Das Antwerpener Viertel um den alten Hafen herum war lange verrufen.

Mit seinen leerstehenden Lagerhallen, Speicherhäusern, Docks und Prostituierten ging es zwar fast bruchlos in die historische Touristen-Altstadt mit ihrer weltberühmten Liebfrauenkathedrale über.

Doch selbst Einwohner wollten kaum hierher. Das hat sich längst geändert.

Grafik Antwerpen Fluss Hafenviertel
Vom Museum am Fluss bis zum spektakulären Havenhuis: Mit dem Eilandje holt Antwerpen seinen alten Hafen in die Stadt. Einst war das Viertel verrufen, nun ist es hip und trendy. - dpa-tmn

Innerhalb von weniger als zehn Jahren hat sich die alte Hafengegend vom Schmuddelviertel zum «the place to be» gemausert.
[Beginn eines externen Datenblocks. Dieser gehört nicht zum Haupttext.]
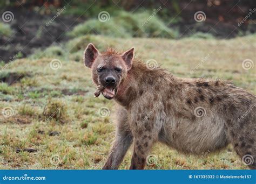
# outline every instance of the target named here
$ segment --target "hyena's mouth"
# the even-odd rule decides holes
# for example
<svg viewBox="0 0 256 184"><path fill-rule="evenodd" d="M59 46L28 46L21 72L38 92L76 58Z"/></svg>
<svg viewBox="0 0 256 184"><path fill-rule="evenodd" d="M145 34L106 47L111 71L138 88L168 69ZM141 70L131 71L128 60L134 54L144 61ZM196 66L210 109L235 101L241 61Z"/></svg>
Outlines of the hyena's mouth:
<svg viewBox="0 0 256 184"><path fill-rule="evenodd" d="M103 96L107 99L111 100L114 97L117 88L106 87L102 90Z"/></svg>

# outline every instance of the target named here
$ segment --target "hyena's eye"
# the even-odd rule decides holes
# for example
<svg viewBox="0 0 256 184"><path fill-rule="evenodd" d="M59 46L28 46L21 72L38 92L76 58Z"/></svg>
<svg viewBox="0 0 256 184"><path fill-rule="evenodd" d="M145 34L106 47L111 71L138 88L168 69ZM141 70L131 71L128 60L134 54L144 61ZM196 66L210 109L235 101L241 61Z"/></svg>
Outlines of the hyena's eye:
<svg viewBox="0 0 256 184"><path fill-rule="evenodd" d="M118 72L122 72L122 68L114 68L114 70Z"/></svg>
<svg viewBox="0 0 256 184"><path fill-rule="evenodd" d="M97 69L97 72L103 72L103 70L104 70L104 69L102 67L99 67L99 68L98 68Z"/></svg>

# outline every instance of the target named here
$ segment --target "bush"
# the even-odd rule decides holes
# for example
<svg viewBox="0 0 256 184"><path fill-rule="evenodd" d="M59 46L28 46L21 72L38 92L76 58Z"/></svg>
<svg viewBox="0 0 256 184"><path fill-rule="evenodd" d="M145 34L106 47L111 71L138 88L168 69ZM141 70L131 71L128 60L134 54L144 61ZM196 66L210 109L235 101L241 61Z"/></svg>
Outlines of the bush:
<svg viewBox="0 0 256 184"><path fill-rule="evenodd" d="M12 33L12 30L9 24L0 23L0 35L2 34L5 37L9 37Z"/></svg>
<svg viewBox="0 0 256 184"><path fill-rule="evenodd" d="M149 11L132 14L120 11L118 15L102 22L92 19L75 27L69 34L78 37L103 34L112 37L163 37L174 38L177 33L166 26L157 15Z"/></svg>

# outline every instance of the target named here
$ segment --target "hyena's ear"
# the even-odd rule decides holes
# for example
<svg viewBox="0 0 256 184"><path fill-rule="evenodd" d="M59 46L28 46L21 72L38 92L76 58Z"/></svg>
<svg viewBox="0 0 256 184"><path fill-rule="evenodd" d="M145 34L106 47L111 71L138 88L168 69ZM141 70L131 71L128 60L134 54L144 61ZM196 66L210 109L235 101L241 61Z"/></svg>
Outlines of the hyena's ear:
<svg viewBox="0 0 256 184"><path fill-rule="evenodd" d="M99 52L92 44L89 44L84 51L84 62L88 68L91 68L92 63L99 55Z"/></svg>
<svg viewBox="0 0 256 184"><path fill-rule="evenodd" d="M132 47L130 50L127 51L124 53L123 54L122 57L124 61L125 62L125 63L127 66L127 69L128 70L130 69L132 67L132 60L133 59L134 51L134 48Z"/></svg>

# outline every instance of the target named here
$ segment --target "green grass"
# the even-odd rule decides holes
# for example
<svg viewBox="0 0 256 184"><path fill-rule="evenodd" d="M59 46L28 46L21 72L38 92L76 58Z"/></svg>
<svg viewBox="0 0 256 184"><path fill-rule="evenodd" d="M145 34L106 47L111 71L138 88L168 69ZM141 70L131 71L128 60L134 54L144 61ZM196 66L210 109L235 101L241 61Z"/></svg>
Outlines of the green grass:
<svg viewBox="0 0 256 184"><path fill-rule="evenodd" d="M101 34L112 37L163 37L174 38L178 32L167 27L153 11L131 13L124 11L106 15L106 22L98 18L89 19L73 29L69 34L72 37L89 34ZM103 19L105 20L104 19Z"/></svg>
<svg viewBox="0 0 256 184"><path fill-rule="evenodd" d="M95 87L91 82L90 70L82 62L88 43L93 43L100 51L110 45L124 50L134 46L137 55L144 61L154 59L176 76L232 80L255 94L255 61L253 69L242 67L245 59L255 60L253 43L255 41L255 35L228 40L198 38L126 39L86 36L65 44L68 51L63 52L65 56L51 51L51 55L34 55L15 61L6 72L15 70L30 75L11 87L0 86L1 112L6 107L11 107L14 112L8 118L0 114L0 169L90 169L103 166L114 137L114 103L102 95L93 97ZM53 70L50 63L55 59L61 61L62 67ZM193 70L197 66L197 69ZM62 92L64 91L69 93L64 95ZM56 111L63 103L64 108L57 111L54 118L45 121L45 116ZM99 109L103 107L110 110L109 116L100 115ZM60 122L60 118L65 121ZM60 133L50 136L49 132L53 131ZM30 147L38 151L16 152L17 148ZM205 158L184 155L160 144L154 146L151 154L156 155L157 162L148 165L147 169L247 169L231 145ZM121 169L129 168L131 155L131 149Z"/></svg>
<svg viewBox="0 0 256 184"><path fill-rule="evenodd" d="M9 37L12 32L13 31L9 24L0 22L0 36Z"/></svg>

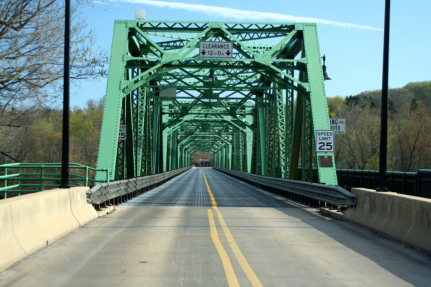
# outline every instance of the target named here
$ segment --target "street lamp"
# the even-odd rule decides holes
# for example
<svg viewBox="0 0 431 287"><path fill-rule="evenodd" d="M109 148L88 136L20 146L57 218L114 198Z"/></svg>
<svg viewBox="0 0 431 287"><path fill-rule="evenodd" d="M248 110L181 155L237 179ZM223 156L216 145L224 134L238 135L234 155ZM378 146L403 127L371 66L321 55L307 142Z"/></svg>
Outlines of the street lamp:
<svg viewBox="0 0 431 287"><path fill-rule="evenodd" d="M384 9L384 37L383 48L383 80L381 88L381 119L380 122L379 186L376 191L388 191L386 187L387 153L387 89L389 64L389 22L390 0L386 0Z"/></svg>

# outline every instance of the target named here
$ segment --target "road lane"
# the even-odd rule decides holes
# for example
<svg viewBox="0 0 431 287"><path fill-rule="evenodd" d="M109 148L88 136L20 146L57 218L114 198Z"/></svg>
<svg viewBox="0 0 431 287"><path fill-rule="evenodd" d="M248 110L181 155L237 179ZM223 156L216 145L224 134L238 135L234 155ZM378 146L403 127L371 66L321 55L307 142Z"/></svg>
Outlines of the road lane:
<svg viewBox="0 0 431 287"><path fill-rule="evenodd" d="M224 226L264 286L431 282L424 255L203 170L226 222L213 209L215 227L241 286L252 284ZM14 264L0 274L0 286L228 286L208 208L202 169L191 170Z"/></svg>

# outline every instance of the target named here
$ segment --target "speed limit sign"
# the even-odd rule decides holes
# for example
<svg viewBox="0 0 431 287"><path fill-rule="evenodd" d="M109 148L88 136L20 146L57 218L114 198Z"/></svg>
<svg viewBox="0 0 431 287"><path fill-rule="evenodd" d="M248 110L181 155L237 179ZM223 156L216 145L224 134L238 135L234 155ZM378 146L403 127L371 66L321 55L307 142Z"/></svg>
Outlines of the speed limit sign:
<svg viewBox="0 0 431 287"><path fill-rule="evenodd" d="M333 130L316 131L316 152L334 152L334 134Z"/></svg>
<svg viewBox="0 0 431 287"><path fill-rule="evenodd" d="M127 139L127 128L126 125L120 125L120 130L118 131L119 141L125 141Z"/></svg>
Die britische Zeitung «The Independent» kürte das Eilandje schon 2018 in einem Artikel zu einem der zehn angesagtesten Viertel Europas.
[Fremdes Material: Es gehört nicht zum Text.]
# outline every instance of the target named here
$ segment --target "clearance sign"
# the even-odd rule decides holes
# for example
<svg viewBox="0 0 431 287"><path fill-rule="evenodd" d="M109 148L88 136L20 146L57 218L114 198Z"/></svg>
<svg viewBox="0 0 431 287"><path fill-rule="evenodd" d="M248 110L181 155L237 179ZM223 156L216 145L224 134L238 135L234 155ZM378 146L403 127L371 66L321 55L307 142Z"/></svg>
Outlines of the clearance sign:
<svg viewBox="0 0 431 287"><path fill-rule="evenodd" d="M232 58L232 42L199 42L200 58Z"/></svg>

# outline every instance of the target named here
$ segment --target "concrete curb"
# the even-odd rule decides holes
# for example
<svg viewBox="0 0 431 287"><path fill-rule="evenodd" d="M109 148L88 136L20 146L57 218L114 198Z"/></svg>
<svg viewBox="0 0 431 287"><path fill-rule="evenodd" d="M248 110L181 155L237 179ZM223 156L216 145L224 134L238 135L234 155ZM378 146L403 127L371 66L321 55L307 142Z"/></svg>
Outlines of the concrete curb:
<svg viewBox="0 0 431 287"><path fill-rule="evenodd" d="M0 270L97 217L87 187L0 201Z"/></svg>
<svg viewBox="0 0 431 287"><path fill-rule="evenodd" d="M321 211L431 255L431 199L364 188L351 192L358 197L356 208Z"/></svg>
Museum am Anfang der Metamorphose

Het Eilandje, das Inselchen, liegt im Norden der Stadt. Lagerhallen und Speicherhäuser wurden umfunktioniert zu kulturellen Hotspots, kreativen Pop-ups, coolen Clubs, Restaurants und Lofts.

Als Initialzündung für die Metamorphose des alten Hafenviertels gilt das Museum aan de Stroom (MAS), das Museum am Fluss.

Bars Sonnenschirme Promenade Restaurant
Bars, Cafés und Restaurants: Das sind einige der Möglichkeiten, sich dem Eilandje kulinarisch zu nähern. - Sabine Glaubitz/dpa-tmn

Über 60 Meter hoch ragt das Museum seit 2011 spiralförmig und rotbraun aus dem Bonapartedok. Es beherbergt die historischen, ethnischen und maritimen Sammlungen der Stadt.

Rund zehn Jahre später steht der auffällige Bau als Wahrzeichen für das Eilandje – und ein grossangelegtes städtisches Entwicklungsszenario.

Dieses definiert der Bürgermeister Bart De Wever so: «Wir versuchen, eine Stadt, die mit dem Rücken zum Wasser lebte, in eine Stadt zu verwandeln, die mit dem Gesicht zum Wasser lebt».

Dazu gehört neben der Neugestaltung der Uferpromenade entlang der Schelde die Sanierung des alten Hafens.

Bauklötze MAS Museum Architektur
Wie gestapelte, riesige Bauklötzchen: Das Museum aan de Stroom (MAS) präsentiert sich mit moderner Architektur. - Filip Dujardin//Neutelings Riedijk Architecten/Visit Antwerpen/dpa-tmn

Das Eilandje ist so gross wie 242 Fussballfelder. Von den über 170 Hektar sind gut ein Drittel Wasserflächen in den Docks. Die ältesten sind das Bonapartedok und Willemdok, Überreste einer Zeit, in der die Stadt unter französischer Herrschaft war.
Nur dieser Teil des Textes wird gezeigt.